Tag Archives: helping

What can I do about our global resource problems?

On Saturday I posted Hacking the Free Market. You may have noticed the “deep-thoughts” tag I attached… that’s just a catch-all tag I use to warn readers that I’m headed off-topic in some kind of meandering way. In this post, I want to follow along with that post, but bring the discussion back to the topic of automation and engineering.

To summarize my previous post:

  • We haven’t solved the problem of how to manage global resources like the atmosphere and the oceans
  • The market isn’t factoring in the risk of future problems into the cost of the products we derive from these resources
  • I can’t think of a solution

Just to put some background around it, I wrote that post after reading an article titled “Engineers: It’s Time to Work Together and Save the World” by Joshua M. Pearce, PhD, in the March/April 2011 issue of Engineering Dimensions. In the article, Dr. Pearce is asking all of Ontario’s engineers to give up one to four hours of their spare time every week to tackle the problem of climate change in small ways. His example is to retrofit the pop machines in your office with microcontrollers hooked to motion sensors that will turn off the lights and turn off the compressor at times when nobody is around. He offers spreadsheets on his website which let you calculate if there’s a payback.

Now I’m not an economist, but I’m pretty sure that not only would this not help the problem of dwindling resources, but unless we also start factoring the future cost of fossil fuel usage into the cost of the energy, these actions that Dr. Pearce is suggesting will make the situation worse. When we use technology to utilize a resource more efficiently, we increase the demand for that resource. This is a fundamental principle.

I’m not saying it isn’t a good thing to do. It’s a great thing to do for the economy. Finding more efficient ways to utilize resources is what drives the expansion of the economy, but it’s also driving more demand for our resources. The fact that we’re mass marketing energy conservation as the solution to our resource problems is a blatant lie, and yet it’s a lie I hear more and more.

That’s where I was at when I wrote the previous article. “How can I, a Professional Engineer and Automation Enthusiast, do something that can make a real difference for our global resource problems?”

I’m afraid the answer I’ve come up with is, “nothing”. My entire job, my entire career, and all of my training… indeed my entire psychology… is driven towards optimizing systems.

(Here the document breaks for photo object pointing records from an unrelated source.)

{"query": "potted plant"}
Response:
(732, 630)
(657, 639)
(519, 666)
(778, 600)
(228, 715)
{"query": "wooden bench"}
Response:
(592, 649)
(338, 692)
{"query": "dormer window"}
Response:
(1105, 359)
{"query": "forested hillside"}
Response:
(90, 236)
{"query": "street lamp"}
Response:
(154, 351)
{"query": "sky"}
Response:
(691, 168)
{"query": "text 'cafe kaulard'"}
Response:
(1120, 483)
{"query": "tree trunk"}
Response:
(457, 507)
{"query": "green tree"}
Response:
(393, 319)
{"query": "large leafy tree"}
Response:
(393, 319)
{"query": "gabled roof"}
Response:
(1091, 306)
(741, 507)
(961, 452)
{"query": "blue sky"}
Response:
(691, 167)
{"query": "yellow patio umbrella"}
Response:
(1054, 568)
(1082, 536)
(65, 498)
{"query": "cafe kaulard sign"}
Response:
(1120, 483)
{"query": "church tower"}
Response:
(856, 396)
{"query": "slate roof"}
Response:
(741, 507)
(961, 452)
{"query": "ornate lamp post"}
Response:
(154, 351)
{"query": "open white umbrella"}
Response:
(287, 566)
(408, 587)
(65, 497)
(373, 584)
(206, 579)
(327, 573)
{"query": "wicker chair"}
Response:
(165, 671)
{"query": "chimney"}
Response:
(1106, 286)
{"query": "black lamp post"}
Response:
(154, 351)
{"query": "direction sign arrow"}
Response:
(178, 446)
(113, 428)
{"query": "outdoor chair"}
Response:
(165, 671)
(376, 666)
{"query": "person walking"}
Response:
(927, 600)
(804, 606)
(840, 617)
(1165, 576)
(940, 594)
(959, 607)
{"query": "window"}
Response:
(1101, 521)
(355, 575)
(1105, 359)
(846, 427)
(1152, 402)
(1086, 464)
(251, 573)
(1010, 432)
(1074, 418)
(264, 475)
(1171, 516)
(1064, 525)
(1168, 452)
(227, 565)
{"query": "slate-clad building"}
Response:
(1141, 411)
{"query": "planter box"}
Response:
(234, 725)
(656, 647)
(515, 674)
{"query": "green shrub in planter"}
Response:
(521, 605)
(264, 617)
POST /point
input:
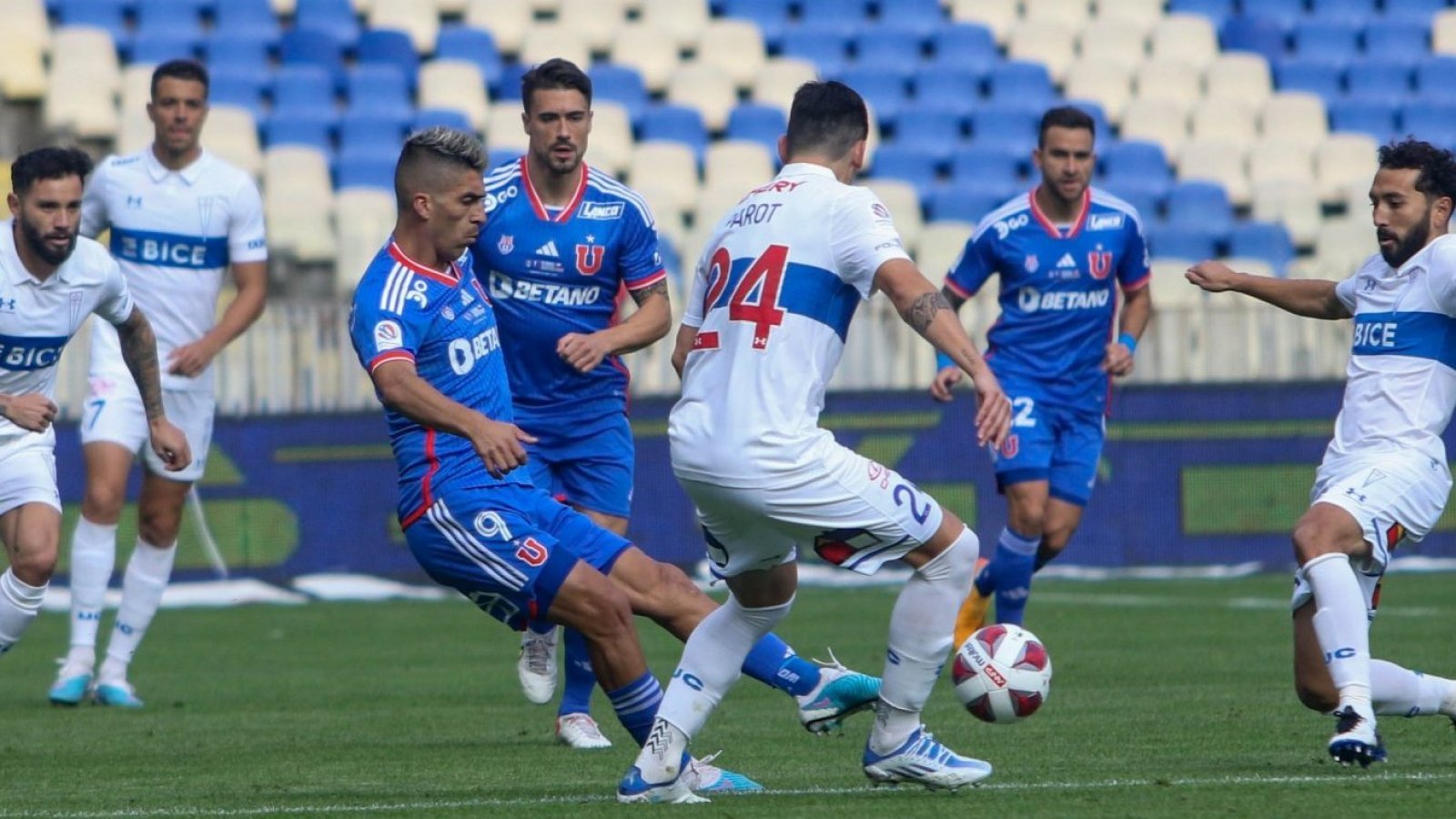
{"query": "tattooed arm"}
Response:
(138, 349)
(929, 314)
(650, 322)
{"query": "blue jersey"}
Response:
(552, 271)
(1057, 300)
(444, 324)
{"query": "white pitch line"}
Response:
(1349, 777)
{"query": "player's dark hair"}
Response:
(431, 153)
(1065, 116)
(826, 118)
(555, 75)
(1436, 165)
(48, 164)
(181, 70)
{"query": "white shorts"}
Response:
(114, 414)
(28, 471)
(851, 511)
(1395, 496)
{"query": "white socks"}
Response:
(94, 555)
(713, 661)
(922, 629)
(19, 603)
(147, 574)
(1343, 627)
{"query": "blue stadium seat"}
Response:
(1327, 38)
(392, 47)
(1398, 40)
(888, 48)
(1205, 205)
(472, 46)
(757, 123)
(332, 16)
(622, 85)
(1433, 77)
(1023, 82)
(674, 123)
(1376, 77)
(313, 47)
(1257, 34)
(1181, 241)
(934, 131)
(960, 203)
(887, 92)
(905, 162)
(965, 46)
(379, 87)
(1321, 76)
(1266, 241)
(1375, 116)
(1009, 126)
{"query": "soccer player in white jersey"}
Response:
(763, 329)
(50, 281)
(1383, 479)
(178, 217)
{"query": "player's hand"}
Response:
(500, 446)
(31, 411)
(1117, 360)
(191, 359)
(992, 411)
(943, 382)
(582, 351)
(1212, 276)
(171, 445)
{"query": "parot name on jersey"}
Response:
(29, 353)
(557, 295)
(1031, 300)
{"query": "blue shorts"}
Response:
(1050, 443)
(509, 548)
(587, 464)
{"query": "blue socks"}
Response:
(772, 662)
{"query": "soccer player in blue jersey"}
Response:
(426, 329)
(1062, 251)
(561, 241)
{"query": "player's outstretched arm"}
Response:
(404, 390)
(1309, 298)
(928, 312)
(138, 350)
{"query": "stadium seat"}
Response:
(733, 47)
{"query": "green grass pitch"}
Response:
(1169, 698)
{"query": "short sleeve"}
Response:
(863, 238)
(247, 241)
(94, 203)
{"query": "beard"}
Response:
(41, 248)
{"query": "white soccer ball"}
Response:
(1002, 673)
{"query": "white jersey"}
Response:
(1401, 380)
(772, 300)
(174, 234)
(36, 318)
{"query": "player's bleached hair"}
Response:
(1436, 165)
(826, 118)
(48, 164)
(555, 75)
(181, 70)
(429, 157)
(1065, 116)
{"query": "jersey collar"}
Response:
(450, 278)
(565, 213)
(1048, 227)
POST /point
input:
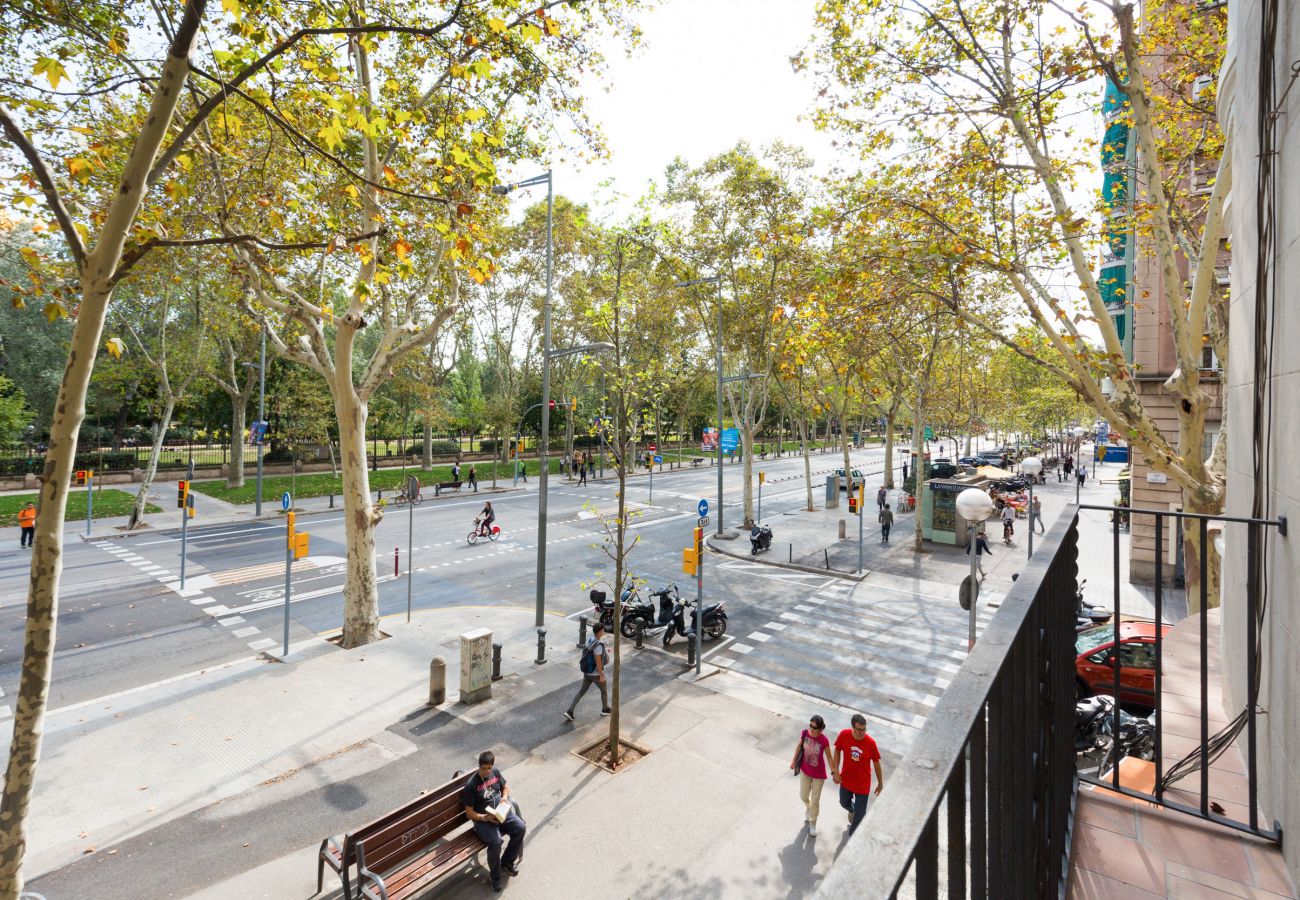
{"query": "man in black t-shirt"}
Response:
(485, 790)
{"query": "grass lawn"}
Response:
(107, 503)
(320, 484)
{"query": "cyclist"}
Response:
(485, 518)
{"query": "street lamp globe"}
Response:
(974, 505)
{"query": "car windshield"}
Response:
(1091, 639)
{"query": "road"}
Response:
(122, 627)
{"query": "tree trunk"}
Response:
(889, 432)
(238, 411)
(807, 461)
(152, 467)
(360, 593)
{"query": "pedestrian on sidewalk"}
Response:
(856, 754)
(980, 549)
(811, 756)
(592, 663)
(484, 792)
(27, 523)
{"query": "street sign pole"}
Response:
(700, 597)
(412, 490)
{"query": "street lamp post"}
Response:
(716, 280)
(1031, 466)
(546, 390)
(974, 506)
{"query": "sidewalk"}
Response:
(230, 747)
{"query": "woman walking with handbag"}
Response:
(810, 762)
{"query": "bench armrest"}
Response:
(368, 881)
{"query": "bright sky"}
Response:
(709, 74)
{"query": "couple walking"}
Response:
(849, 765)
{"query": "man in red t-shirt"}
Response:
(859, 756)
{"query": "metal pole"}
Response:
(261, 416)
(289, 567)
(719, 364)
(970, 636)
(1031, 516)
(700, 600)
(546, 420)
(185, 522)
(410, 550)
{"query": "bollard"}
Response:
(437, 682)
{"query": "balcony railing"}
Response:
(983, 807)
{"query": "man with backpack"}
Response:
(592, 665)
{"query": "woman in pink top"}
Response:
(811, 757)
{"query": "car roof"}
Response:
(1129, 630)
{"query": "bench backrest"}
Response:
(412, 829)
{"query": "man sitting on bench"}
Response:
(486, 800)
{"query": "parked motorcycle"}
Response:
(1086, 614)
(713, 619)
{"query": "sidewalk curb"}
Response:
(797, 567)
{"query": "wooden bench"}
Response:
(403, 852)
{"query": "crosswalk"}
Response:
(888, 656)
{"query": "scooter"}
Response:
(714, 621)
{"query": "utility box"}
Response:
(475, 666)
(832, 492)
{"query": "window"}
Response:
(1138, 654)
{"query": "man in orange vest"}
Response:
(27, 522)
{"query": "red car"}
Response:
(1136, 648)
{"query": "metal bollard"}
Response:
(437, 682)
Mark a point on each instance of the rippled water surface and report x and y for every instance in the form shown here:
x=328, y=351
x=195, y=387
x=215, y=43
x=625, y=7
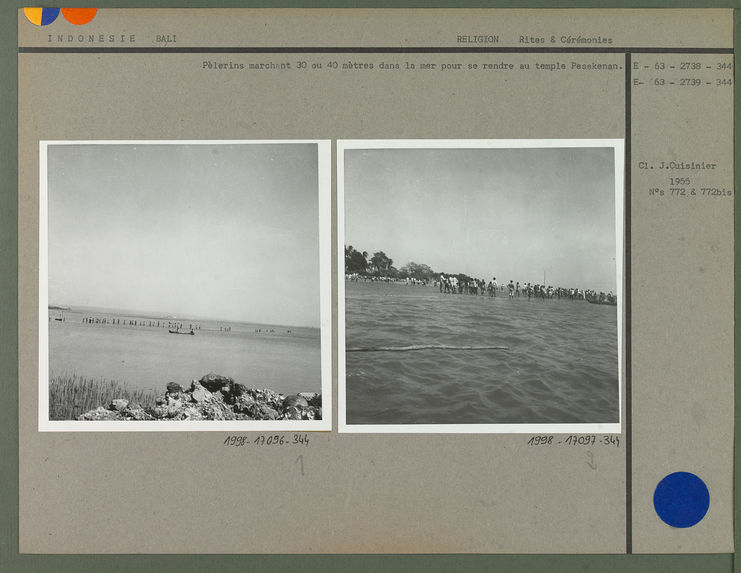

I make machines that transform raw materials into finished products, and I make them faster, more efficient, and more powerful. I don’t know who is going to solve our global resource problems, but I don’t think it’s going to be someone in my line of work. It’s like asking a fish to climb Mt. Everest.

I think the solution lies somewhere in the hands of politicians, lawyers, and voters. We do a so-so job of managing resources on a national scale, but we’d better extend that knowledge to a global scale, and do it quick. There might even be technical solutions that will help, but I think these will come from the fields of biotechnology, nanotechnology, and material science, not automation.

In the mean time, I’m going to continue blogging, contributing to online Q&A sites, writing tutorials, and writing open source software and releasing it for free, because I believe these activities contribute a net positive value to the world. If you’re an automation enthusiast or engineer reading this, I urge you to consider doing something similar. It is rewarding.

Hacking the Free Market

Like any system, the free market works very well within certain bounds, but it breaks down when you try to use it outside of those constraints.

The free market works when all of the parties in the system are “intelligent agents”. For the purposes of definition, we’ll call them “adult humans”. An adult human is free to enter into transactions within the system with other adult humans. The system works because the only transactions that are permitted are ones in which both parties to the transaction benefit. So, a plumber can fix an electrician’s drain, and an electrician can fix the plumber’s wiring, and they both benefit from the transaction. The introduction of currency makes this work even better.

In fact, if one party in a transaction ends up with less, we usually make that transaction illegal. It usually falls into the category of coercion, extortion, or theft. Nobody can put a gun to another person’s head and demand money “in exchange for their life” because that person had their life before the transaction started.

Still, we find ways to hack the system. Debt is one obvious circumvention. Normally debt is a transaction involving you, someone else, and your future selves. If you take out a student loan, go to school, pay back the student loan, and get a better job, then everyone benefits, and it’s an example of “good debt”. Likewise, if you need a car loan to get a car to get a better job, it’s “good debt” (depending on how much you splurged on the car). Mortgages are similarly structured. Consumer debt (aka “bad debt”), on the other hand, is typically a circumvention of the free market. However, the person who gets screwed is your future self, so it’s morally ambiguous at worst.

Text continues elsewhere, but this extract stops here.